Sandra’s soft smile widened into an ecstatic grin. “Joe, I want you to be my friend.” Reaching into a pocket, handsewn by Sandra herself into her dress, she pulled out a weathered, folded piece of paper and held it out to him.
“Take a look at this. You and I, we get started tomorrow. And, if you could,” she commanded, trying to put on a stern face, “you’ll have to try not to sleep in as late as you did today.”
***
Mo and Cal stood on the edge of the evergreen jungle, having just returned from a hunting trip. Cal held up a dead, wild boar, slung by a length of rope over her shoulder. She was preparing to tie it to a tree so that Mo could dress it.

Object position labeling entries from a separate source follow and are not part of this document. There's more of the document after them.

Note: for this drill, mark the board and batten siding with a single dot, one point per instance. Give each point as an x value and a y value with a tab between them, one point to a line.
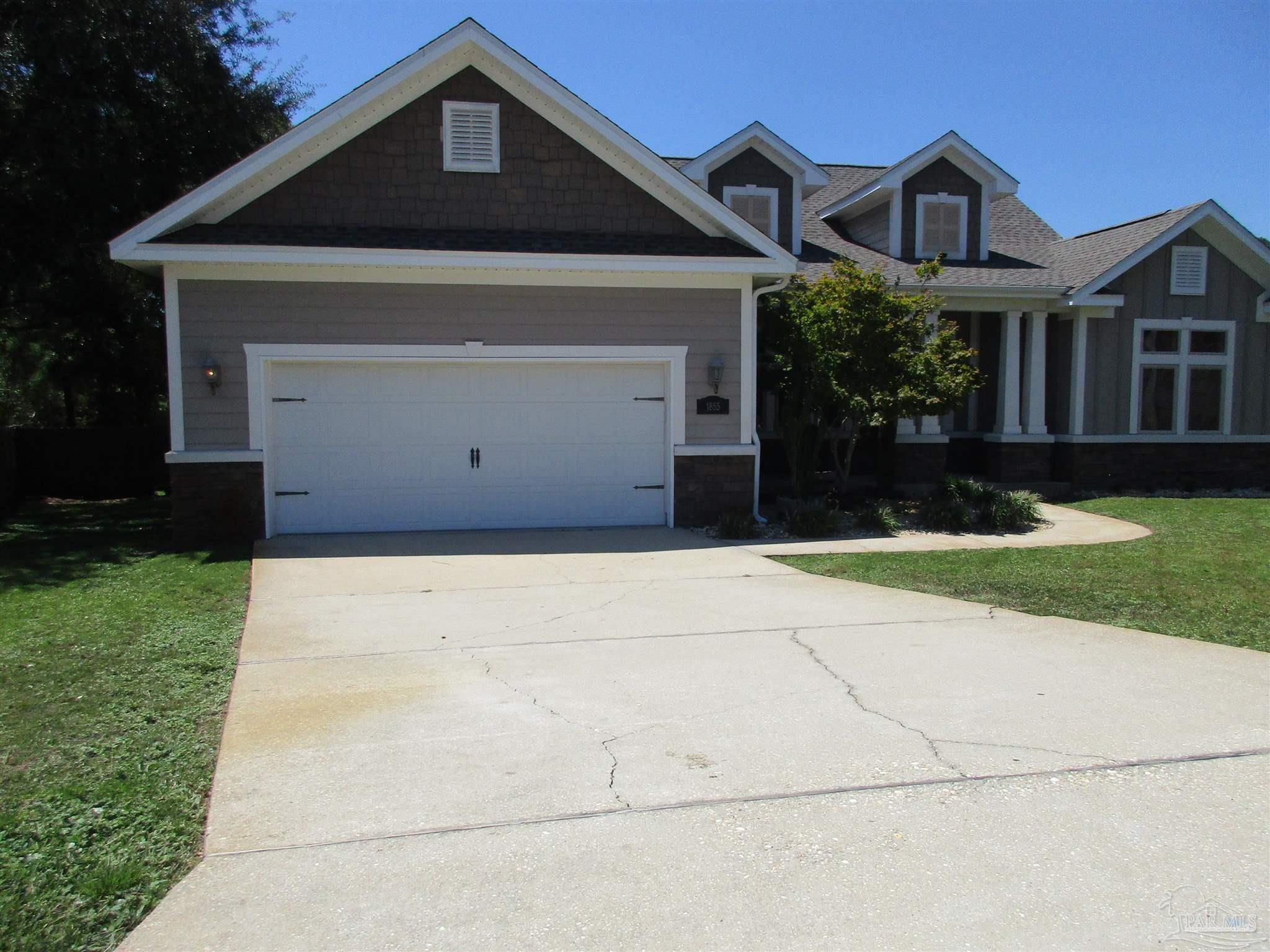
1230	296
218	318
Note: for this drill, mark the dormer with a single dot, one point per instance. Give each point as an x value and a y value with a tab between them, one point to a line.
761	178
935	201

“They seem to already be getting along,” Mo observed from atop a small boulder, pointing to Sandra and Joe, who were walking along the edge of the beach back toward the Lodging. Joe was entranced by a rectangular piece of paper, holding it up close to his eyes and squinting, while Sandra pointed to the different tents.
Cal heaved the carcass over the branch, testing the weight. “And I was thinking that we would need to push things along.” She tied the rope into a rigid knot and stepped away.

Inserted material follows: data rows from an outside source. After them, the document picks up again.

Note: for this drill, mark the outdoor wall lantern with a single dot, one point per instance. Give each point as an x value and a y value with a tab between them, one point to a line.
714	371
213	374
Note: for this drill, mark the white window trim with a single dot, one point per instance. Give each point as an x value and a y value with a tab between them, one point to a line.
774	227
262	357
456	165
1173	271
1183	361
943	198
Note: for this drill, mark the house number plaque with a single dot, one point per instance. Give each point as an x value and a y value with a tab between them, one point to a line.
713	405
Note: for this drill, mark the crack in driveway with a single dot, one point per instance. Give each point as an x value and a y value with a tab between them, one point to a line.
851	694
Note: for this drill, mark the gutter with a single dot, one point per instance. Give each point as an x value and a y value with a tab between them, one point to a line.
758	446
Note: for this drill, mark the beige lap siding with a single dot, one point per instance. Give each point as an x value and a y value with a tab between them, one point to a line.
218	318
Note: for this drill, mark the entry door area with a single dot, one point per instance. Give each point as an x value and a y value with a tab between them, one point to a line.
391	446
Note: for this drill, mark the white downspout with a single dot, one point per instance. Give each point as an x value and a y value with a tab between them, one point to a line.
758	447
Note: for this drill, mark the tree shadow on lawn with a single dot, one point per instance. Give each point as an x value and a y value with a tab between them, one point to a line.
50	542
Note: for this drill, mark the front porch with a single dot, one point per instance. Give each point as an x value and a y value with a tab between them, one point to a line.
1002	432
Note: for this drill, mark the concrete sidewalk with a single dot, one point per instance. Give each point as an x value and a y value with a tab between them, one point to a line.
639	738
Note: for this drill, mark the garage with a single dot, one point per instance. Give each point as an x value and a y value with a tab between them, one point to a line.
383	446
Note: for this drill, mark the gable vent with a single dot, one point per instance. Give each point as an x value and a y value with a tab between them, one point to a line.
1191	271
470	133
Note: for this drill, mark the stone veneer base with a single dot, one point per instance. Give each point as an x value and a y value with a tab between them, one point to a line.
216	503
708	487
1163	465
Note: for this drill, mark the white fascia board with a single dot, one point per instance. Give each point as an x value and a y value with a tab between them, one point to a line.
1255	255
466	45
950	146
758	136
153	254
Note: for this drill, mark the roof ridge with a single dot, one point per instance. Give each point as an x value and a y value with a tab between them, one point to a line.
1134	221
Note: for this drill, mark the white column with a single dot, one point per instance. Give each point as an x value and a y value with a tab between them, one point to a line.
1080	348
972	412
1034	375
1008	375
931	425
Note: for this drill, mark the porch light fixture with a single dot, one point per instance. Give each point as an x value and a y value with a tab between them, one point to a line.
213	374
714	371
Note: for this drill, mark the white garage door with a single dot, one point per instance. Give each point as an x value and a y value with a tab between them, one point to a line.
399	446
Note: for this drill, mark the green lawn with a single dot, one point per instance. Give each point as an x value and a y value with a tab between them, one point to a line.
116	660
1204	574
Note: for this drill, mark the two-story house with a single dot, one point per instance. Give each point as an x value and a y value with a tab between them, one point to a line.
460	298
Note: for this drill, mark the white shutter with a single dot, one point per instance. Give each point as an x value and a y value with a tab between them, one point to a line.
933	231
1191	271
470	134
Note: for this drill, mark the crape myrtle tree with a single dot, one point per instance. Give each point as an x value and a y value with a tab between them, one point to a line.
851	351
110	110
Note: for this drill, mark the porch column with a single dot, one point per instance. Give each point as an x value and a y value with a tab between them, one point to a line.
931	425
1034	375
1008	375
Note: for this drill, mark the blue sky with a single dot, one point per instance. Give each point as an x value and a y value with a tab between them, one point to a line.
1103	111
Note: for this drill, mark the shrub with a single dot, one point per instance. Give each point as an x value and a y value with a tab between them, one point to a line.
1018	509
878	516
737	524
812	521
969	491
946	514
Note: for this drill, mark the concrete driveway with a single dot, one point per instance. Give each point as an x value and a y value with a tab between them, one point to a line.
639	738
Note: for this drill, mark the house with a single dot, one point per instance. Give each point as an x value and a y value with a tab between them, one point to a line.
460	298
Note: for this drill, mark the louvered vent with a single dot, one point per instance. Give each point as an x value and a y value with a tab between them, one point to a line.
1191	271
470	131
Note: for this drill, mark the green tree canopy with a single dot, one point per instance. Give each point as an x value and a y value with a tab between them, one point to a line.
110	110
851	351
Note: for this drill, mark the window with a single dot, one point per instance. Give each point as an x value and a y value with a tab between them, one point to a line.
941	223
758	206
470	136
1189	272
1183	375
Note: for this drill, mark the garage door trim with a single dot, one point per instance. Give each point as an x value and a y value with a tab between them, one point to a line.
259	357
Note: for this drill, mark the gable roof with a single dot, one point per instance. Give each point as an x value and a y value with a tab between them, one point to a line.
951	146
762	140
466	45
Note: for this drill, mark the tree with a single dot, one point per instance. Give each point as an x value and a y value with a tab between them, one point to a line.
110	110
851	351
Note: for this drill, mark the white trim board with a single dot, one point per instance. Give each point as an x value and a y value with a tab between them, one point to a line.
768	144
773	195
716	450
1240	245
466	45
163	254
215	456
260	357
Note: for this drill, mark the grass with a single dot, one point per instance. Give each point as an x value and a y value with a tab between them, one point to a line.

Mo drove her machete into the pig, cutting it down the middle. Blood splashed onto the floral turf below. “We still might.”
***
Sandra opened the door for Joe, letting him into the Lodging while he analyzed every corner of the map. Without looking up, he began to pace around the room, following the edges. “Any ideas?” she asked, hanging her bucket hat on the visible coat rack. Disheveled and free, her hair looked like it had been cut by a whirlwind barber from the art-deco days of F. Scott Fitzgerald, as her curly, blonde locks flowed like a thundercloud and glowed in the afternoon sun.
“Maybe.” Joe was afraid to admit that he could make neither heads nor tails of the map, as of yet. To his eyes, he could not even tell how she had deduced that it was a map. Vague lines dashed along the ancient parchment, connecting and disconnecting into a fractured spider-web of ink and misplaced letters. If it was a map, it seemed to be unfinished. Or perhaps it was simply too complex a thing for Joe to understand, as nearly everything on this island was proving to be. Doubt crept in. He needed to figure something out. Joe paced more quickly, nearing three-quarters of a revolution around the room.
Sandra heard a thud behind her. She turned, walking, by her own vision of the space, past the entrance way and towards the stairwell. At the stairwell, Joe had fallen onto the floor. He had tripped. She witnessed the wonder and awe twitching through his face. “I can see it!” he exclaimed, picking himself up off the ground. “Not all of it, but I can see the first step! The stairs!”
As a sign of ultimate victory and progress, Joe held up his hand for a high-five. Sandra hesitated, looking between his hand and his face. She mirrored him, holding her hand aloft a few inches from his. “Why are we doing this?” she queried.